An iceberg calving with a mass of ice breaking away from the Apusiajik glacier, near Kulusuk (aslo spelled Qulusuk), a settlement in the Sermersooq municipality located on the island of the same name on the southeastern shore of Greenland on August 17, 2019. Photo: VCG
The worst-case scenario envisaged by models could lead to a global sea level rise of more than seven metres, as well as collapse of the Atlantic circulation system, currently responsible for the relative warmth in Europe and North America.
A large part of the Greenland ice sheet is on the brink of a tipping point, after which a gradually speeding-up large-scale melt would become inevitable even if global warming were halted, according to joint German-Norwegian research.
The new analysis by Niklas Boers at the Potsdam Institute for Climate Impact Research, Germany, and Martin Rypdal at the Arctic University of Norway saw the dangerous signals in a 140-year record of ice-sheet height and melting rates in the Jakobshavn basin, the biggest in Greenland and which is melting the fastest.
The research highlighted a "non-linear mechanism" behind the process described as "positive melt-elevation feedback".
"Melting reduces ice sheet height, exposing the ice sheet surface to warmer temperatures, which further accelerates melting", the research said, citing "early-warning signals for a forthcoming critical transition".
The pristine Greenland ice sheet is largely seen as a potentially unstable component of the Earth's system and may exhibit a critical transition under ongoing global warming. Mass reductions of the Greenland ice sheet are regarded as having substantial impacts on global sea level and the speed of Atlantic circulation due to the additional freshwater caused by increased meltwater run-off into the northern Atlantic.
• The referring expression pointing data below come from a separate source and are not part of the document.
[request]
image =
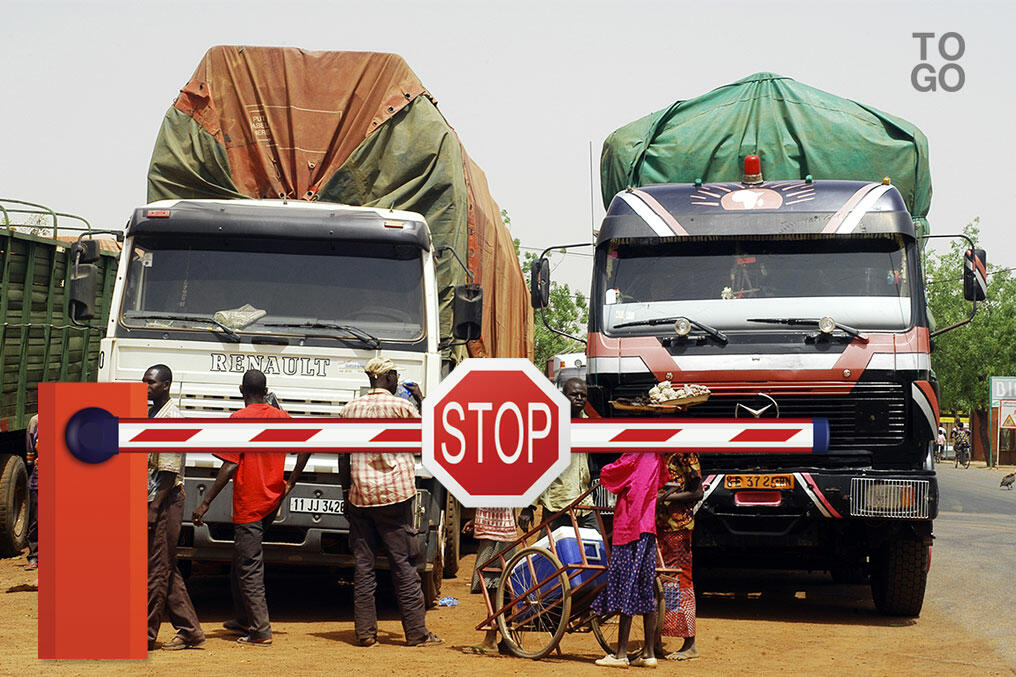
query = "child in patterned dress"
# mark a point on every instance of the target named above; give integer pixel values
(635, 478)
(494, 529)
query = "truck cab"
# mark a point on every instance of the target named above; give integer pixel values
(307, 293)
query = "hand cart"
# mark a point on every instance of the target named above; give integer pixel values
(547, 589)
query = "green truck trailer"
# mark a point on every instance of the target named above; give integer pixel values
(38, 341)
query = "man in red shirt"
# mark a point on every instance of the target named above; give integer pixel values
(258, 490)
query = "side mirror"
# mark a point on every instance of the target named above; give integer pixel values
(82, 292)
(540, 284)
(84, 251)
(467, 312)
(974, 274)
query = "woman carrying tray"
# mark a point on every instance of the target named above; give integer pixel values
(675, 521)
(635, 478)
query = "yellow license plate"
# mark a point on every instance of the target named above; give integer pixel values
(758, 482)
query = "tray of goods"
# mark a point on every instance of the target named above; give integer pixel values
(663, 397)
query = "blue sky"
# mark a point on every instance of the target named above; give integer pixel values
(528, 86)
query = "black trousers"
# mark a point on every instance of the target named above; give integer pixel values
(33, 525)
(167, 591)
(247, 577)
(388, 527)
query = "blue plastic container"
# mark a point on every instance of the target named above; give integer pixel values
(568, 553)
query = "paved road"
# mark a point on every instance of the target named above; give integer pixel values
(972, 575)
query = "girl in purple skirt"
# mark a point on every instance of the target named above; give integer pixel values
(635, 478)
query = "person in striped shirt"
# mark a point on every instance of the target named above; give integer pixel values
(381, 489)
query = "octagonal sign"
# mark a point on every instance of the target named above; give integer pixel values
(496, 432)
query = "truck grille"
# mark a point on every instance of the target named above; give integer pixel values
(218, 401)
(871, 417)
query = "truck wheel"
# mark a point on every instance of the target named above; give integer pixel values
(899, 575)
(13, 505)
(452, 536)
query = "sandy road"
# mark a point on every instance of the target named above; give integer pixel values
(803, 625)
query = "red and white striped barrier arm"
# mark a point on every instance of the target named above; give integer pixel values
(347, 435)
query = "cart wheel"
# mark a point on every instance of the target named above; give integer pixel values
(535, 621)
(605, 628)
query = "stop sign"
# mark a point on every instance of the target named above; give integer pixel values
(496, 432)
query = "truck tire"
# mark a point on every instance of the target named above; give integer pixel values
(452, 536)
(13, 505)
(899, 575)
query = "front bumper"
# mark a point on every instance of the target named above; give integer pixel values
(821, 501)
(294, 538)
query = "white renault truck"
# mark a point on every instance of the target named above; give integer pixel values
(307, 293)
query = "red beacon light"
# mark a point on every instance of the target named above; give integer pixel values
(753, 170)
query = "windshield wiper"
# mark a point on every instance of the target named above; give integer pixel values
(187, 318)
(355, 331)
(712, 331)
(824, 324)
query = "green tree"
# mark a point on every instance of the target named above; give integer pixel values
(568, 311)
(965, 358)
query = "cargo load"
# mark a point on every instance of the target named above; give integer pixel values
(796, 129)
(355, 128)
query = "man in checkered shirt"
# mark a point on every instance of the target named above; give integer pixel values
(381, 489)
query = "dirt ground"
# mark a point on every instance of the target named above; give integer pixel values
(802, 625)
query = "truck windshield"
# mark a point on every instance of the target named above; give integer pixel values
(274, 286)
(862, 281)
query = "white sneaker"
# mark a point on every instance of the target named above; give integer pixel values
(611, 661)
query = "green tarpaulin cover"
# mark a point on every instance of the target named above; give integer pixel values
(796, 129)
(348, 127)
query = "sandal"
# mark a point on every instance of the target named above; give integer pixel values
(430, 640)
(480, 650)
(178, 642)
(236, 626)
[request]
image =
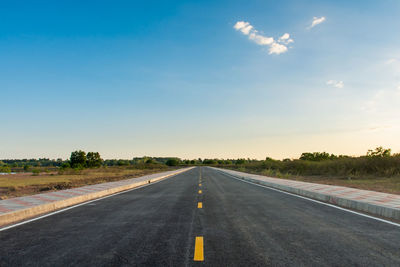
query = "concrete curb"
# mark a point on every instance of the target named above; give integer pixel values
(35, 210)
(391, 211)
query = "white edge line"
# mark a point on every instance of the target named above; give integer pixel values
(81, 204)
(313, 200)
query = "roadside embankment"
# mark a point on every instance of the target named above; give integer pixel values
(16, 209)
(376, 203)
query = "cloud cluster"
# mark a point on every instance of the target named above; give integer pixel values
(275, 46)
(336, 84)
(316, 21)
According to models by the Potsdam Institute for Climate Impact Research, the melting of the Greenland ice sheet is inevitable within the critical threshold of a global mean temperature of 0.8 to 3.2 degrees Celsius above pre-industrial leves. Once that threshold is crossed, the entire ice sheet could melt completely over hundreds or thousands of years. That could lead to a global sea level rise of more than seven metres, as well as the collapse of the Atlantic Meridional Overturning Circulation (AMOC), which is responsible for the relative warmth in Europe and North America.
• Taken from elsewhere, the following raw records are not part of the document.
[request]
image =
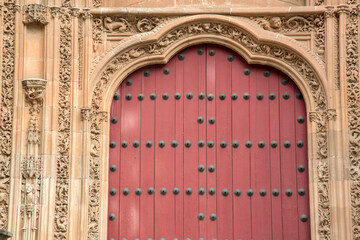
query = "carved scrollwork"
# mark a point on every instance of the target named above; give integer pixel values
(123, 25)
(319, 2)
(35, 13)
(296, 24)
(7, 107)
(321, 116)
(353, 102)
(63, 160)
(85, 114)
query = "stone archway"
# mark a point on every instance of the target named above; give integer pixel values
(252, 43)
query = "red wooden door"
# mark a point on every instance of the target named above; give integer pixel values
(208, 147)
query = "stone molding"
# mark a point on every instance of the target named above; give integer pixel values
(162, 42)
(35, 13)
(31, 165)
(7, 106)
(257, 37)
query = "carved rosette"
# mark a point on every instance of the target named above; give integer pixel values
(320, 117)
(7, 107)
(35, 13)
(64, 115)
(353, 103)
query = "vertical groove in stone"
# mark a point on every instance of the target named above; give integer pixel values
(63, 159)
(7, 109)
(353, 102)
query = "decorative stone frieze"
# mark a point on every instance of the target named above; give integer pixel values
(127, 41)
(35, 13)
(123, 26)
(236, 34)
(64, 129)
(353, 103)
(6, 107)
(31, 165)
(313, 25)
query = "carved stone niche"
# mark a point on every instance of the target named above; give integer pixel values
(5, 234)
(34, 88)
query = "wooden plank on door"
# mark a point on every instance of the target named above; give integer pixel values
(179, 137)
(288, 160)
(202, 137)
(147, 172)
(211, 151)
(302, 159)
(274, 150)
(260, 163)
(130, 158)
(164, 152)
(241, 154)
(114, 160)
(223, 139)
(191, 111)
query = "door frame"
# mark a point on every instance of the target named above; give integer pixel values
(256, 46)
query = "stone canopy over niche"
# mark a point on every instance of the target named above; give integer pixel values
(177, 3)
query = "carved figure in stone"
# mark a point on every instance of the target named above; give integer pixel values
(30, 198)
(3, 190)
(272, 24)
(112, 26)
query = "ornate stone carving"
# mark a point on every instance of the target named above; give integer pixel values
(7, 107)
(123, 25)
(85, 114)
(35, 13)
(297, 24)
(33, 88)
(319, 2)
(353, 103)
(97, 30)
(54, 11)
(96, 3)
(63, 160)
(31, 164)
(321, 116)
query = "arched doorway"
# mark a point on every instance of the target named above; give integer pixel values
(209, 147)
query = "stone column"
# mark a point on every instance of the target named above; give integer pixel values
(5, 234)
(31, 166)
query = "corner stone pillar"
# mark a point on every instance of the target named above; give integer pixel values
(5, 234)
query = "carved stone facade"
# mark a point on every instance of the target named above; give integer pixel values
(54, 132)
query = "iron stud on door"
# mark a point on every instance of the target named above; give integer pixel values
(151, 191)
(212, 191)
(116, 96)
(237, 192)
(138, 191)
(225, 174)
(129, 82)
(176, 191)
(201, 191)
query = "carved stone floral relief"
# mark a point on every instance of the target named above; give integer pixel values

In an interview with The Guardian, Boers ventured that an equivalent of 1-2 metres was probably already doomed to melt, though this would take centuries and melting the whole ice sheet would take a millennium.
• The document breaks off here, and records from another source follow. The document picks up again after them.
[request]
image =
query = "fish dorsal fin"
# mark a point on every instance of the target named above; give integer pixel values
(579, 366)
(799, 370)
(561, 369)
"We would probably have to drive temperatures back below pre-industrial levels to get back to the original height of the Greenland ice sheet", he ventured. "The current and near-future ice loss will be largely irreversible", he said.
Previous reports from August 2020 suggested the Greenland ice sheet had already passed the point of no return, but scientists later said this was a misinterpretation of the research. Large-scale melting of the Greenland ice sheet would have long-term global consequences, other than rising sea levels. It could halt the Gulf Stream, with potential chain reaction effects on the Amazon rainforest and tropical monsoons.
Boers emphasised as well that the dynamics of the Greenland ice sheet were "very complex", and that using today's incomplete knowledge to estimate a precise date when a tipping point is passed could instill a false sense of certainty.